Keep the Jumpsuit, Skip the Avengers
by Julie C. Roth
I’m going to say something some fans of the original Avengers will find shocking: The Avengers series wasn’t about a black leather jumpsuit.
Huh?
The original Avengers TV series, made for British television in the 1960s, was a spoof of the James Bond movies. Every week, John Steed, “top professional,” and Emma Peel, “talented amateur,” encountered a different outlandish plot for world domination, and thwarted it. (Brainwashing, swapping personalities, clandestine organizations–that sort of thing.) It just so happens that Mrs. Peel wore a form-fitting jumpsuit (often leather) in every single episode, whether she was planning to meet a duke or kick the cheese out of some power-mad arch villain. The suit was just a costume, like Steed’s bowler; nothing more.
Yeah, right. Ask anyone, male or female, what they remember of the original series, and they will tell you: the jumpsuit.
I was a kid when I first started watching The Avengers, and I didn’t know that the jumpsuit was sexy. I just remember finding it very exciting that Mrs. Peel dressed like that and related to Steed the way she did. I remember thinking they were married, but somehow not married, and I just chalked it up to yet another grown-up thing I would understand later.
I was right. Diana Rigg and Patrick Macnee had palpable sexual chemistry working between them as Emma Peel and John Steed. They spoke to each other in the wry thrust-and-parry of lover-speak and, for all their arch sophistication, showed real affection for each other. We never saw them kiss, but they were so … familiar we just assumed they were sleeping together–what my child’s mind understood as “married, but somehow not married.”

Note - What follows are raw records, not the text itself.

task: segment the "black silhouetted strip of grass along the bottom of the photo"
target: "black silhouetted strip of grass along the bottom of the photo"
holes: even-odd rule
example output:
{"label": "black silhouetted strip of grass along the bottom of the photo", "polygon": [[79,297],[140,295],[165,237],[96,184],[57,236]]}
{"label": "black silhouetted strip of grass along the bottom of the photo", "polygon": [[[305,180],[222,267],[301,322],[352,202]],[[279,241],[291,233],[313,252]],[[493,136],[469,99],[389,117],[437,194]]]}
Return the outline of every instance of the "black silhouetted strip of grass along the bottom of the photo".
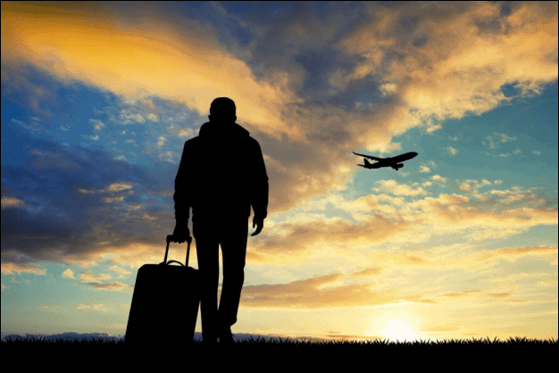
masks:
{"label": "black silhouetted strip of grass along the bottom of the photo", "polygon": [[[3,360],[16,359],[29,365],[43,367],[44,361],[89,361],[95,367],[121,365],[124,369],[145,369],[146,364],[161,361],[180,361],[185,367],[207,368],[208,365],[231,367],[231,361],[250,361],[261,369],[347,369],[363,364],[377,367],[380,362],[388,368],[428,366],[451,369],[456,364],[470,369],[518,369],[522,361],[530,361],[532,368],[555,362],[559,343],[556,339],[537,340],[511,337],[506,341],[488,337],[471,340],[399,342],[331,341],[314,342],[295,339],[251,338],[234,344],[208,346],[194,341],[150,341],[132,348],[121,340],[70,340],[18,337],[3,341]],[[229,357],[229,359],[228,359]],[[452,364],[448,361],[454,361]],[[99,365],[102,363],[103,365]],[[454,365],[453,365],[454,364]],[[88,365],[86,365],[87,367]],[[399,370],[399,369],[398,369]]]}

Years ago, I read an article explaining that the creators of The Avengers made Emma Peel the wife of a missing pilot–Mrs. Peel instead of Miss Peel–so that she would know about “It.” “It,” of course, meaning sex. More recently I’ve read that she got her name from M (man) Appeal. So from the very beginning, Emma Peel was to be just as sexual as a man–in the James Bond model.
For me, growing up on reruns, the two role models I chose were Emma Peel and Laura Petrie of The Dick Van Dyke Show. Played by Diana Rigg and Mary Tyler Moore, both characters were strikingly beautiful, as every little girl longs to become. But they were like flip sides of a coin. Emma got to drive a cool spy sports car; Laura drove a station wagon. Emma faced danger and got to beat up bad guys; Laura was always safe in her home and was forbidden to work outside it. Emma wore her sexuality everywhere she went; Laura had a wonderful husband and slept in a twin bed. My little-girl mind weighed the career options: housewife, spy. Housewife, spy. Hm.
So, for me anyway, The Avengers was about the black leather jumpsuit.
What’s so weird about this summer’s Avengers movie is that Mrs. Peel doesn’t wear the leather suit. Her evil clone does. Evidently, in our sexually conservative era, overt sexuality is reserved for villainesses. So the producers kept the outfit but divorced it from what made it so sexy: its association with a strong heroine.
But that’s just one example of style standing in for substance. When Steed and Mrs. Peel bandy the double-entendres here, they show no spark, no smirk, no affection behind it; it’s just empty word-play. When the characters emerge from a harrowing encounter and make a quip, there is no sense that they are feeling anything authentic. Ralph Fiennes and Uma Thurman are so blasé and “sophisticated” as Steed and Mrs. Peel that they show no emotion whatsoever. Well, the audience takes its cues from the characters, and if the characters are acting like they don’t care what happens, the audience won’t either.
So the absurd plot, which might have worked in the original, rather surreal, series, has no tension, no suspense, no interest for us. And the whole movie falls as flat as the acting.
If all the black leather jumpsuit stands for is style, then what I said in my original statement is true: The Avengers series was about much more than a black leather jumpsuit. Unfortunately, this year’s terrible Avengers movie is about much less.
Julie is Executive Producer of NetGuide
(Cybergrrl originally posted this article on August 31, 1998.)